Elsewhere in the islands the war was not going as well. On Samar, a sixty-man native constabulary unit and its American commanding officer were wiped out in an ambush. Back home the anti-imperialists wrote a letter to President Roosevelt demanding the immediate withdrawal of American forces from the Philippines. When Secretary of War Elihu Root issued a report on the war, he was savagely attacked as a liar and a criminal. The anti-imperialists continued to hold protest meetings around the nation and distributed printed matter attacking government policy.
Meanwhile at Camp Vicars Pershing had another opportunity to show his good intentions. A cholera epidemic broke out in the district, and the Americans were quick to respond with medicine and medical advice. The policy paid off handsomely in good will.
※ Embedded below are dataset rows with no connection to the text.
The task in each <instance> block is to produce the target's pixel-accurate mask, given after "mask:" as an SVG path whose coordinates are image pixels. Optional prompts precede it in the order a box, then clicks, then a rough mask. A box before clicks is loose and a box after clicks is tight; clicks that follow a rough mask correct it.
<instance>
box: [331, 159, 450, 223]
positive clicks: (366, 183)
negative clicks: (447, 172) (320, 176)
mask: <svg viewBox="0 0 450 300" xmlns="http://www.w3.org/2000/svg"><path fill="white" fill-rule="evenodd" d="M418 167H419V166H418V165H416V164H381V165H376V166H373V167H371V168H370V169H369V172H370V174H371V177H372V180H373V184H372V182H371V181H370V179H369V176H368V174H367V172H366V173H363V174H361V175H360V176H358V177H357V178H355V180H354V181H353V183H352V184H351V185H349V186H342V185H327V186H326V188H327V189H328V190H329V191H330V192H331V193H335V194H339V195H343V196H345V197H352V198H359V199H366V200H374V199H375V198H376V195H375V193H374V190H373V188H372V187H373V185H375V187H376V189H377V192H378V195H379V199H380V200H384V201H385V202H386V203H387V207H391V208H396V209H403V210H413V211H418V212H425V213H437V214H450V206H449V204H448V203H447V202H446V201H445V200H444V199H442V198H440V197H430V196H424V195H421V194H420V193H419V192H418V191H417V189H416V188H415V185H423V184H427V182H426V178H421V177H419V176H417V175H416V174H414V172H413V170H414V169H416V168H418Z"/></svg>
At about the same time Pershing received a visit from the sultan of Bayan, a powerful local war lord, who came to talk peace. Surrounded by attendants, the sultan strutted into Vicars in his fanciest purple vest and red pants. Pershing treated him like a king. He played music for him on a phonograph, gave him an honor guard, feasted him royally, and all but drowned him in effusive flattery. The sultan responded by swearing eternal friendship and fidelity to the Americans.
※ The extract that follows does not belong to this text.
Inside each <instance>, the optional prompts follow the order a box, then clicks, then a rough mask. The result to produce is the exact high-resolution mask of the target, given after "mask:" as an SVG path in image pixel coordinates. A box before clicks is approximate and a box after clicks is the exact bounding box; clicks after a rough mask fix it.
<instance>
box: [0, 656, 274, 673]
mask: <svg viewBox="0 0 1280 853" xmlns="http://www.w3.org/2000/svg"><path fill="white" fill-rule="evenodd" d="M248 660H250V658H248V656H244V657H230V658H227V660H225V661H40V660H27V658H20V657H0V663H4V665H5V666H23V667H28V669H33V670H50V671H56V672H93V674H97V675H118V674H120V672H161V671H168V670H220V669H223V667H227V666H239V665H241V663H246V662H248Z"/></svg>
“Your Honor,” said Pershing when the sultan was about to leave, “I’m going to return your compliment by visiting you.” The sultan looked dismayed, but was too proud to tell Pershing that he did not care to have American soldiers on his doorstep.
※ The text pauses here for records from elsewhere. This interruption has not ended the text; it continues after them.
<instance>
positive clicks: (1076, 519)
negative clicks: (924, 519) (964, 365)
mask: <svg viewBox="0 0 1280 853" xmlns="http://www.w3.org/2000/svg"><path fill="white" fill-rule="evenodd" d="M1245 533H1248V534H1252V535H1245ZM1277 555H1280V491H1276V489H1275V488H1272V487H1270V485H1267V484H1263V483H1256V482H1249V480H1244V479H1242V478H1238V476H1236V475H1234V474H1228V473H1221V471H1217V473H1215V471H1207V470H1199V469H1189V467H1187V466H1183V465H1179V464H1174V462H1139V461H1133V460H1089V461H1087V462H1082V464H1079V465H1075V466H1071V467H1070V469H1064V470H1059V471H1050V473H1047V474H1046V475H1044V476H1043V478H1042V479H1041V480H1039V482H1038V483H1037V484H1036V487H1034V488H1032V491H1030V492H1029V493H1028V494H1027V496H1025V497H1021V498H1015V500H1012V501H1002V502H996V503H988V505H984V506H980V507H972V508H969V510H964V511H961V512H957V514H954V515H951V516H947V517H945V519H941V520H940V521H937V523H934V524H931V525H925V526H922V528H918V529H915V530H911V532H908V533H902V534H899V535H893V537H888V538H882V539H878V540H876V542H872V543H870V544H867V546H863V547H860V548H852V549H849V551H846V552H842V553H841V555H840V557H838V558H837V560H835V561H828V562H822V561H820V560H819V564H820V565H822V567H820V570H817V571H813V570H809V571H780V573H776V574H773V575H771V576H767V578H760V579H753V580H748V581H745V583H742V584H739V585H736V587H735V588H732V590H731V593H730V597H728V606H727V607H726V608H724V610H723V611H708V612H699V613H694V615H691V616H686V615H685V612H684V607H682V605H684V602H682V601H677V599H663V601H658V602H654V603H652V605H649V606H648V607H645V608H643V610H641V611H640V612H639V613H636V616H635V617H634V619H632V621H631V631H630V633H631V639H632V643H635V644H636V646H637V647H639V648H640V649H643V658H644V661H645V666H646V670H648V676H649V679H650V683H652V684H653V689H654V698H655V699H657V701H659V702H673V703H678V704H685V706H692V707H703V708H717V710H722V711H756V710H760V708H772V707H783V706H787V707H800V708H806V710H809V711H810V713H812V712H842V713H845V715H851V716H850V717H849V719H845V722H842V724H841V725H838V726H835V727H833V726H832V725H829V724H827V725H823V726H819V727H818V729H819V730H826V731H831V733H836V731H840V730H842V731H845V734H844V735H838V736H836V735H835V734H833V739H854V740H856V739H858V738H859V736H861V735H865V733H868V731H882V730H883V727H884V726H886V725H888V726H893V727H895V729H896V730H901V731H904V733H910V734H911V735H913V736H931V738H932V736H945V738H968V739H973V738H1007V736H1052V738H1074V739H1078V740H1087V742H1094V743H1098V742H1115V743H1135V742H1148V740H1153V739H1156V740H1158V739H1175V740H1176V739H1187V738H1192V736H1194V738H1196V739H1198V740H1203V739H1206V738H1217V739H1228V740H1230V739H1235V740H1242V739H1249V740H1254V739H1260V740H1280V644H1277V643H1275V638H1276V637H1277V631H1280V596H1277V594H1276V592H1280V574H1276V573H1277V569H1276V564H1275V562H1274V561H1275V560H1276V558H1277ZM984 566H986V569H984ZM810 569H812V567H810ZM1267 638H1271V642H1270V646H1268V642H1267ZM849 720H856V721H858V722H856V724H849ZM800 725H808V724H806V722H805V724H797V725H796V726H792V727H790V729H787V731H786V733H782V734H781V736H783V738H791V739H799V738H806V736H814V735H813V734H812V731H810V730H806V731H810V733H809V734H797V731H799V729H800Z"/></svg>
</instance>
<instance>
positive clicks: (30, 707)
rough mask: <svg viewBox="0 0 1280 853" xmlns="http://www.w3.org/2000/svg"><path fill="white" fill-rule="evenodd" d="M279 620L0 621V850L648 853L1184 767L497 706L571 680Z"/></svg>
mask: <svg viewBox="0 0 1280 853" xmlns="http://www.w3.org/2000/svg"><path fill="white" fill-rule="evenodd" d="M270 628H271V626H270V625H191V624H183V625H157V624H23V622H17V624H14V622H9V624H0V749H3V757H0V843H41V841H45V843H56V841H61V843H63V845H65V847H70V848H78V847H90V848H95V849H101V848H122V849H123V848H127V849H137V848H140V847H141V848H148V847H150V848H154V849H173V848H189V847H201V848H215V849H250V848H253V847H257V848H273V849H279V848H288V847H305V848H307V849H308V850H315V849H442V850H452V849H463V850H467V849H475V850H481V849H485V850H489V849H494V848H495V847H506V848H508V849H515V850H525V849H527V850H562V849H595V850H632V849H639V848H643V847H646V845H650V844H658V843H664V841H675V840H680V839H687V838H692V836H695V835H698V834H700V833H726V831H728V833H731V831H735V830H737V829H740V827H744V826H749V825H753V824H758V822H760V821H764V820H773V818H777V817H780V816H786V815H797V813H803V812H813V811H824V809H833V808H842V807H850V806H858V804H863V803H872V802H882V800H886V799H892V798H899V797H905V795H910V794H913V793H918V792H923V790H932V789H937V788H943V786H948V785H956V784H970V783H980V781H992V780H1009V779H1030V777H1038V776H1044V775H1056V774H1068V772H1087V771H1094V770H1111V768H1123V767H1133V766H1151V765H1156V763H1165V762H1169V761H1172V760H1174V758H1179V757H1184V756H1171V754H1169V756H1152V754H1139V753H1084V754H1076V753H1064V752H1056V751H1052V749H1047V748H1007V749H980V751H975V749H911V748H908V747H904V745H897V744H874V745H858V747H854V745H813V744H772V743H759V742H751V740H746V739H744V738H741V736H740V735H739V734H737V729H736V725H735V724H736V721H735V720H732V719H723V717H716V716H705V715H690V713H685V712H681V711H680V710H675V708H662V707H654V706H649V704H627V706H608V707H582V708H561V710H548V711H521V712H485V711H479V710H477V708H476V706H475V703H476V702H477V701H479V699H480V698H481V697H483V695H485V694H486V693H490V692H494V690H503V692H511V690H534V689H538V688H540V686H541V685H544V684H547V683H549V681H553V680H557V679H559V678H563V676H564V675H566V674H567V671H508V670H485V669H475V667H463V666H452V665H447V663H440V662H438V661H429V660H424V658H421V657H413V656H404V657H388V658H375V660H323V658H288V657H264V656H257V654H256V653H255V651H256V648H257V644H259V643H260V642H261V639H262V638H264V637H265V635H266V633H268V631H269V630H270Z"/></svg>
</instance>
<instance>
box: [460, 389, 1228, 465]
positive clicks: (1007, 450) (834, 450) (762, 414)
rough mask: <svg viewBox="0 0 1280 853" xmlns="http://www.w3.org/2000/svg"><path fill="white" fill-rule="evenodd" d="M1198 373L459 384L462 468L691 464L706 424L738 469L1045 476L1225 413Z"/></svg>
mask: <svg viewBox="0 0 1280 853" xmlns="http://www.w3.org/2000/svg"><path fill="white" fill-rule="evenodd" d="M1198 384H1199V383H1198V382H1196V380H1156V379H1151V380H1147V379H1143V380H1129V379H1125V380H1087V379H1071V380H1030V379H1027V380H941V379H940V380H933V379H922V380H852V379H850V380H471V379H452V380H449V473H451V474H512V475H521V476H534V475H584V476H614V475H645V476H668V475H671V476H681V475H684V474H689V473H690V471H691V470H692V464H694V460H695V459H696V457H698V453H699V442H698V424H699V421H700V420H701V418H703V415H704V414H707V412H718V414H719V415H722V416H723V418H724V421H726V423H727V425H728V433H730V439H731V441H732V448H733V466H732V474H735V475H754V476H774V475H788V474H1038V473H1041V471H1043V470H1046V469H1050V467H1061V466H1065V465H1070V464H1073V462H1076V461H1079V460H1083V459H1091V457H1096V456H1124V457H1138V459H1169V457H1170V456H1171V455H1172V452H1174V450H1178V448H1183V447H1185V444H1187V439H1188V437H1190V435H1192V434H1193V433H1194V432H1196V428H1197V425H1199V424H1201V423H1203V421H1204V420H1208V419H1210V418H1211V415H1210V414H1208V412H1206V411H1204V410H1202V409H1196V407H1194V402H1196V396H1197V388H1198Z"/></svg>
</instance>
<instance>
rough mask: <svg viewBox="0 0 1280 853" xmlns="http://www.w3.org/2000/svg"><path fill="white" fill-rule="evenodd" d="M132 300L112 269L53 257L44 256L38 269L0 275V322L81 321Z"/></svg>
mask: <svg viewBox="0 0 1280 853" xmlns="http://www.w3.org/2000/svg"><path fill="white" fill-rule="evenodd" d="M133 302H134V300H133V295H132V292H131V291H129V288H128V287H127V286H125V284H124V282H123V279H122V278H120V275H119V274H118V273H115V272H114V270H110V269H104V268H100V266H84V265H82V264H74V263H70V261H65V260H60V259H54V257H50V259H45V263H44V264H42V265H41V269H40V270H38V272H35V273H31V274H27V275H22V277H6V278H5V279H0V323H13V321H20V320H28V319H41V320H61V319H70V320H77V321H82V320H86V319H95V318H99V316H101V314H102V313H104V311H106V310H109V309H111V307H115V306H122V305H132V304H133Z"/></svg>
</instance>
A month later, then, a heavily escorted Pershing appeared before the sultan’s imposing fort, high on a mountainside. Up the ladders, which were the only
access to the place, climbed Pershing and his men—who then raised the American flag. Coolly eyeing the sultan and his swarm of followers, with the inevitable carving knives on their hips, Pershing said: “Your Honor will, I hope, permit us to fire a salute to our flag.”
Once more the sultan could only agree, and at a nod from Pershing the gunners cut loose with twentyone blasts. They fired live ammunition into the jungle, and the Moros were properly impressed. This was Pershing’s way of making sure that the sultan’s retainers would be “courteous and friendly.” The sultan now became so enthusiastic about Pershing that he pronounced himself prepared to consecrate the Christian American chief a datu. This was truly an unprecedented honor and Pershing accepted it with utter seriousness; he knew that it would give him tremendous influence with Moros everywhere.
Back at Vicars, Pershing was soon so highly regarded by many Moros that he could write to a friend: “If I should say: ‘Go and kill this man or that,’ the next day they would appear in camp with his head.” He did not, of course, pursue such tactics; he continued to preach peace and prosperity. But only the Moros in the vicinity of Camp Vicars were inclined to listen. The sultan of Bacolod, commanding some six hundred warriors and a series of forts high on the western shore, remained a rambunctious rebel. He regularly sent nasty letters to Camp Vicars, insisting that the Americans convert to Mohammedanism, stop eating pork, and march in a body to Bacolod, where his chief priest “will practice circumcision upon you.” The sultan had truculent allies on those three sides of the big lake where the American presence was not immediate.